All the children identified with the main character, but only one of the children was on his “side”, thought he or she was the most important character and was right when there were conflicts with adults (Trousdale & Everett, 1994). Although the other two children identified with the main character, they thought the adults were the most important characters, and cited many flaws in the child such as selfishness, bad, or naughty. They justified the parents’ actions, even though they thought maybe they too were a lot like the child character.

When students were asked to retell the story, deletions or additions were almost all based on their life experience, and not from misunderstanding the story (Trousdale & Everett, 1994). For example, one student was not familiar with what Crackerjacks were, but was familiar with the Cracker Barrel store. Instead of saying the children got prizes from a Crackerjack box in the story, she said they went to the Cracker Barrel store and got prizes out of the machines there when she retold it. Not only did she replace Crackerjack with Cracker Barrel, but she also changed the surrounding details so it would make sense. In another instance, students added characters to the story to make them match their own family circumstances, for example saying one of the characters had two bothersome sisters (like herself), or saying a cousin and uncle had come to the birthday party (the student had close extended family relationships, especially with her cousin and uncle). This shows that students are always going to interpret a story with their own experiences.

Subjects also analyzed the stories based on their own cultural lenses (Trousdale & Everett, 1994). The student who wanted to become a teacher evaluated each books usefulness for that purpose, and the student who wanted to write plays discussed each book in terms of how it could be used in that sense.

These children used their lives and goals as a reference for their understanding and enjoyment of the texts (Trousdale & Everett, 1994). The conclusion of the authors is that it may be important to include literature that includes an emphasis on extended family when working with children of the African American community. Also it seems important to encourage students to use their own life experience to understand and interpret stories, as this may bring about a better understanding of the writing.

In critiquing this study, the reader must focus on its credibility and transferability. How the children were selected was not shared, and the children that were chosen did not represent a cross section of the community they lived in, rather in a location with high illiteracy and unemployment, children were chosen whose families were employed and who encouraged literacy activities.
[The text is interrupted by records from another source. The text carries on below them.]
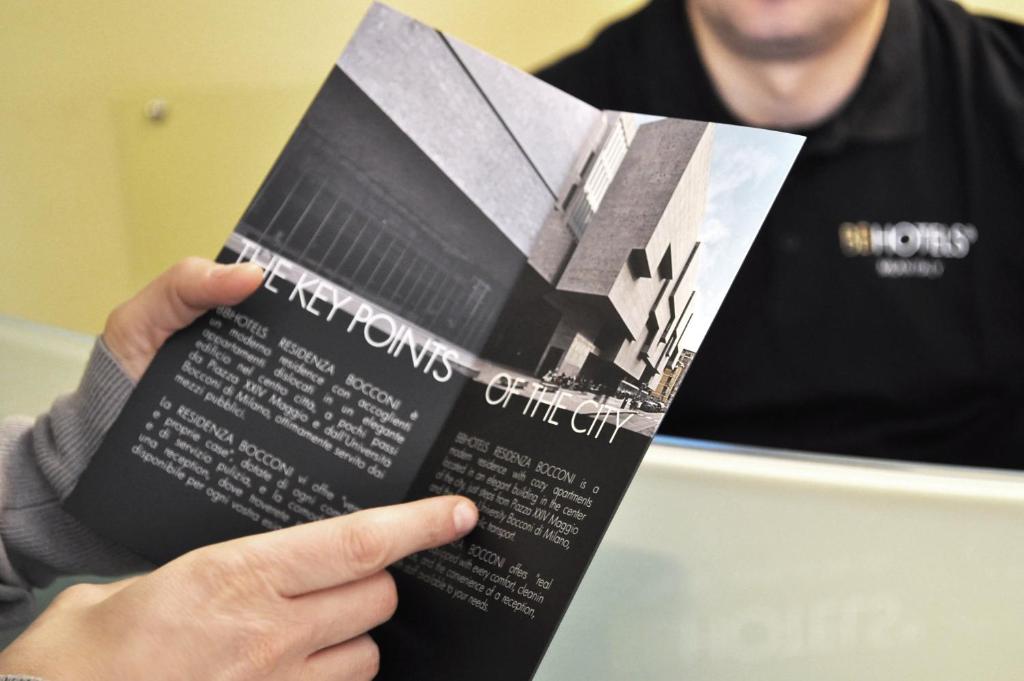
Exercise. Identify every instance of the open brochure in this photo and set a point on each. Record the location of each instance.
(474, 284)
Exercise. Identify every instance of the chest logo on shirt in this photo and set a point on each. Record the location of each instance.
(905, 249)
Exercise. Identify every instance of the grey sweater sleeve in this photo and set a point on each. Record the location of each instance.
(40, 463)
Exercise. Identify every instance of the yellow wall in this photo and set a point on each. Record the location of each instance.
(95, 198)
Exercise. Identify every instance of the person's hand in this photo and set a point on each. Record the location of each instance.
(289, 604)
(136, 329)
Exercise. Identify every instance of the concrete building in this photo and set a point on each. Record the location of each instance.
(492, 209)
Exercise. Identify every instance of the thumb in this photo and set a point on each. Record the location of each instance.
(137, 328)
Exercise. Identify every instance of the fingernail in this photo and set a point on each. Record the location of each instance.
(220, 270)
(465, 517)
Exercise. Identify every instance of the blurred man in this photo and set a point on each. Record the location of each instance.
(880, 312)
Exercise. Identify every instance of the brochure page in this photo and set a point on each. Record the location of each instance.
(473, 284)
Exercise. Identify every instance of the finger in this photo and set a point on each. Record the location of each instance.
(136, 330)
(328, 553)
(356, 660)
(343, 612)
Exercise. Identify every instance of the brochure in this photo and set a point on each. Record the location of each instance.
(474, 284)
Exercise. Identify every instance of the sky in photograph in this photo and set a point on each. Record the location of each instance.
(748, 168)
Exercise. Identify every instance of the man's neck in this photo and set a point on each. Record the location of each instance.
(790, 93)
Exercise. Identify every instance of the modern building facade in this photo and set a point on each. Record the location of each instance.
(492, 209)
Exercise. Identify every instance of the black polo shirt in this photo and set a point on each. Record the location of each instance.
(881, 310)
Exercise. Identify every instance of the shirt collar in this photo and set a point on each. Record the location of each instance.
(888, 105)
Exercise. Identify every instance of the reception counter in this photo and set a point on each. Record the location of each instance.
(730, 564)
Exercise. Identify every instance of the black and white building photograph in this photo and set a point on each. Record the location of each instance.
(573, 249)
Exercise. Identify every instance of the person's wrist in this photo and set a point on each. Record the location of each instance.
(80, 421)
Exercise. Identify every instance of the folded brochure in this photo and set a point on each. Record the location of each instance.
(474, 284)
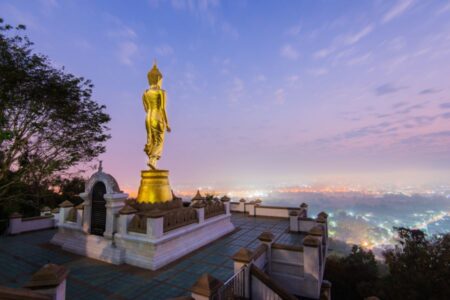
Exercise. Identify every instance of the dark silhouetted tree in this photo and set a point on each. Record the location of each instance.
(353, 276)
(419, 267)
(48, 122)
The findings then could not be transferred to the rest of the community. It is not a good representation of the students she would be working with, and so I would need justification as to why this sample was chosen. If they were not students of the researcher, how did she find them? If she found them, say, at the library, then this would not be a bias free sample. Perhaps the goal here was to create a sample where culture would be the only factor, and not reading ability, but then that needs to be stated. And since the problem in the community was the illiteracy, working with the comprehension of students who do not have the family support may be more important to research than how to help the students who already do have the family support.